Coming into the season, Kuester had five veteran perimeter players in whom he displayed complete trust: Prince, Hamilton, Gordon and point guards Rodney Stuckey and Will Bynum. With all five healthy, Kuester had the luxury of knowing he wouldn't have to use his rookies for anything but garbage time, a scenario made possible by his faith in the ability of not only Hamilton but of Stuckey, as well, to play small forward.
Now, unless Kuester wants to play all four nearly 40 minutes a game, he's going to need to incorporate Jerebko and Daye into the rotation. Based on what the kids have shown the past three games, in Jerebko's case, and the past two, in Daye's, that won't necessarily cripple the Pistons.
But look at the schedule.
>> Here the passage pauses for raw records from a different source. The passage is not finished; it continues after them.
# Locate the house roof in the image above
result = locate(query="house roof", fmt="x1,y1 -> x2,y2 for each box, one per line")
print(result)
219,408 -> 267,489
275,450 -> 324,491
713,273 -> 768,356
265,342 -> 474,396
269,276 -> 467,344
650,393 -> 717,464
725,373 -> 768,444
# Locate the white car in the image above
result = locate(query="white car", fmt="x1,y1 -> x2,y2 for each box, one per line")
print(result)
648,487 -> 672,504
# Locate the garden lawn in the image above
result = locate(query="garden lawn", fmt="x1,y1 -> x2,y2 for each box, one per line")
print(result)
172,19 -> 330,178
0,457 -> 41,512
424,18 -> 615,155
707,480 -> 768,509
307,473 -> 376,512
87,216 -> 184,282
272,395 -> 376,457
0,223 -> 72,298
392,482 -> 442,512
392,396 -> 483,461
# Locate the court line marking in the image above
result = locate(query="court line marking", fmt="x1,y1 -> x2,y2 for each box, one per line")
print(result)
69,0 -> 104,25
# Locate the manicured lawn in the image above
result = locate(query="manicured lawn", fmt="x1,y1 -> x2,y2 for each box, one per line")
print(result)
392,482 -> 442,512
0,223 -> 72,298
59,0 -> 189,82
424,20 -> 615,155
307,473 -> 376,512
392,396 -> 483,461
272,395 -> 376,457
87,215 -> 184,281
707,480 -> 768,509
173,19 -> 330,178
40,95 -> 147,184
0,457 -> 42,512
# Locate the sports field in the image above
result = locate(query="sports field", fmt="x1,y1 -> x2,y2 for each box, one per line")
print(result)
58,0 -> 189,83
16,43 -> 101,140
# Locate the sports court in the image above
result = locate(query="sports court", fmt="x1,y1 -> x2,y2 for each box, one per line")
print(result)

After a relatively tame week ahead - Philly and Charlotte at home this week, at Washington next Saturday - the Pistons face a daunting six-game stretch: home against Dallas, a four-game Western road swing that starts with a back-to-back against the Lakers and Portland and ends with another back-to-back at Utah and Phoenix, returning home to face Cleveland.
Among the small forwards the Pistons face in that stretch are Thaddeus Young, Gerald Wallace, Caron Butler, Shawn Marion, Ron Artest, Grant Hill and LeBron James.
Translation: Yikes!
Losing Prince hurts at both ends of the floor, of course, but mostly for his defensive intelligence. Kuester's defensive system depends heavily on all five players thinking as one. When he had Prince and Ben Wallace, he knew he'd have two players who'd not only carry out their assignments with consistent precision, but make it their mission to put teammates in the right spots, too.
The way Jerebko held up defensively against players like Vince Carter and Hedo Turkoglu in his first extended minutes was a revelation, and Daye's wing span gives him a chance to play off of more explosive opponents and still contest shots. But you don't take a perennial All-Defensive team member out of the lineup and not suffer the effects.
Maybe the 22-point fourth quarter Charlie Villanueva put up at Orlando on Friday signals his offensive awakening, which would be great news for the Pistons. Another consistent offensive contributor gives them a little more wiggle room defensively at a time they can use the margin for error.
Kuester has been invariably upbeat since the day he was hired, and I suspect his inclination is to look at Prince's absence as a great challenge for his team and a great opportunity for the young players.
It's an attitude that's permeated the whole of his team, evidenced by the comeback win over Orlando at The Palace and spirited rallies from large deficits to press both Toronto and Orlando on the road. And it will serve the Pistons well as they go into these next nine games and beyond.
But on the whole, it's a challenge and an opportunity the Pistons would have rather avoided - or at least delayed.